Guerra: Kiev e Odessa al buio. Paura per la scelta del Pentagono

L'attacco missilistico di Mosca sulle città ucraine rischia di lasciarle al buio per mesi. Ora la strategia usa potrebbe cambiare, i pericoli si moltiplicano.

Tutti gli impianti termoelettrici e idroelettrici dell’Ucraina sono stati danneggiati dai missili lanciati dalla Russia e il 40 % della rete ad alto voltaggio ha sostenuto vari tipi di danni. Lo ha detto il primo ministro ucraino Denys Shmyhal, sottolineando che verranno fissati criteri di priorità per la fornitura dell’energia elettrica, privilegiando ospedali e infrastrutture critiche. “Ognuno di noi – ha detto – deve capire che attraverseremo questo inverno con significative restrizioni del consumo di elettricità”.

Inverno senza elettricità

Il governo ha dato istruzioni al ministero dell’Energia di stabilire le priorità per la fornitura elettrica. La prima priorità sono le infrastrutture critiche e gli ospedali, la seconda sono le imprese del complesso militare e industriale, la terza le fabbriche che producono beni di importanza critica, la quarta sono le abitazioni.

Con l’inverno alle porte e oltre un milione e mezzo di persone senza elettricità, l’amministrazione di Odessa in particolare ha invitato gli abitanti che facevano affidamento solo sull’elettricità per riscaldare e alimentare le proprie case a valutare l’idea di lasciare la città.

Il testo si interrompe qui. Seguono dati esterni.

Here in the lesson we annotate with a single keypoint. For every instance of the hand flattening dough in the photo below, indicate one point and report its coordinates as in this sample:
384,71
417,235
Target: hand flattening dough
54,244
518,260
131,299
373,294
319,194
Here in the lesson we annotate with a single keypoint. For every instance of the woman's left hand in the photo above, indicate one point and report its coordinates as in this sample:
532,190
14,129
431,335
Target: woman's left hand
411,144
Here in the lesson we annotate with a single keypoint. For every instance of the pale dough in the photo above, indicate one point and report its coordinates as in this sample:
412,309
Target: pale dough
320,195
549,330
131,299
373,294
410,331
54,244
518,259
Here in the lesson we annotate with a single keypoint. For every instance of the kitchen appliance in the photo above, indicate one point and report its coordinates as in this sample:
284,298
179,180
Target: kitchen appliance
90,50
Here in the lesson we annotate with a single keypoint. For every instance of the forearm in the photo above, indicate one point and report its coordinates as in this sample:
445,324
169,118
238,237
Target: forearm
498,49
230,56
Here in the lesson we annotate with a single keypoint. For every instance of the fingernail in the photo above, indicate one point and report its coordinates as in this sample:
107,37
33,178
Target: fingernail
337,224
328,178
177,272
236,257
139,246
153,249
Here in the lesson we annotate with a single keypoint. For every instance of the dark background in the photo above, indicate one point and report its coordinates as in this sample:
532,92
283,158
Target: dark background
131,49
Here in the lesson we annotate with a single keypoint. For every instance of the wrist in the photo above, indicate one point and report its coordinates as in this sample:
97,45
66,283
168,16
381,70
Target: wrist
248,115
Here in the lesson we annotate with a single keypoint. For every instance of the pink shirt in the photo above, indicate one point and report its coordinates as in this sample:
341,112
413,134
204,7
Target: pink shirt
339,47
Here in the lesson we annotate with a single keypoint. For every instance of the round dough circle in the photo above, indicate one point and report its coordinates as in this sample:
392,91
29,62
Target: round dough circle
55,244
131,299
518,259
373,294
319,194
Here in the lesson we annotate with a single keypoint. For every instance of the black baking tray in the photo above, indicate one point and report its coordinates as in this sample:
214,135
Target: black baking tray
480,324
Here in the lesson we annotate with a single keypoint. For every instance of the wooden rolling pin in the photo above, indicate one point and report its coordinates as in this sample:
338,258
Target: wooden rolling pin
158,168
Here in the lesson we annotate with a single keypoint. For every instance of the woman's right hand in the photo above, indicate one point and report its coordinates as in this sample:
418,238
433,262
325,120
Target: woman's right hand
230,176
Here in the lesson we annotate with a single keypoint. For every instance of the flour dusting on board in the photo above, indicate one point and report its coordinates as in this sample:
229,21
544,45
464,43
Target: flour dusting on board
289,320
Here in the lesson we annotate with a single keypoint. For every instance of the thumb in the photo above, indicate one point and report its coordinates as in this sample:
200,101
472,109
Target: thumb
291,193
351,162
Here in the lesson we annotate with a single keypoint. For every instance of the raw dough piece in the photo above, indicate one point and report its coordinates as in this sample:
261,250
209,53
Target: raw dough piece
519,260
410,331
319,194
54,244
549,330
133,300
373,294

La città è rimasta senza luce dopo che la Russia ha usato droni di fabbricazione iraniana per colpire due importanti impianti energetici, e le autorità hanno spiegato che potrebbero essere necessari mesi per riparare il danno.

Il presidente Volodymyr Zelenskiy ieri aveva parlato di oltre 1,5 milioni di persone nella città portuale e nella regione circostante rimaste senza elettricità, descrivendo la situazione come molto difficile. Secondo le ricognizioni preliminari, ci vorrà molto più tempo per ripristinare le strutture energetiche nella regione di Odessa rispetto ai precedenti attacchi”, ha affermato l’amministrazione.

Cambio di paradigma Usa

Ma a preoccupare sono anche le informazioni che filtrano da Washington, che rischiano di dare il via all’escalation decisiva. Un anonimo funzionario della Difesa Usa – si legge sul Corriere della Sera – ha rivelato nei giorni scorsi al Times di Londra che il Pentagono avrebbe tolto il veto sui raid compiuti dagli ucraini contro obiettivi militari in territorio russo. La decisione sarebbe stata presa in seguito all’intensificarsi, nelle ultime settimane, dei bombardamenti sulle infrastrutture civili ucraine da parte degli uomini di Putin.

L’aspetto più importante di questa decisione sarebbe tuttavia un altro: a Washington avrebbero cambiato prospettiva perché hanno meno timore di un’escalation del conflitto. Compresa quella nucleare.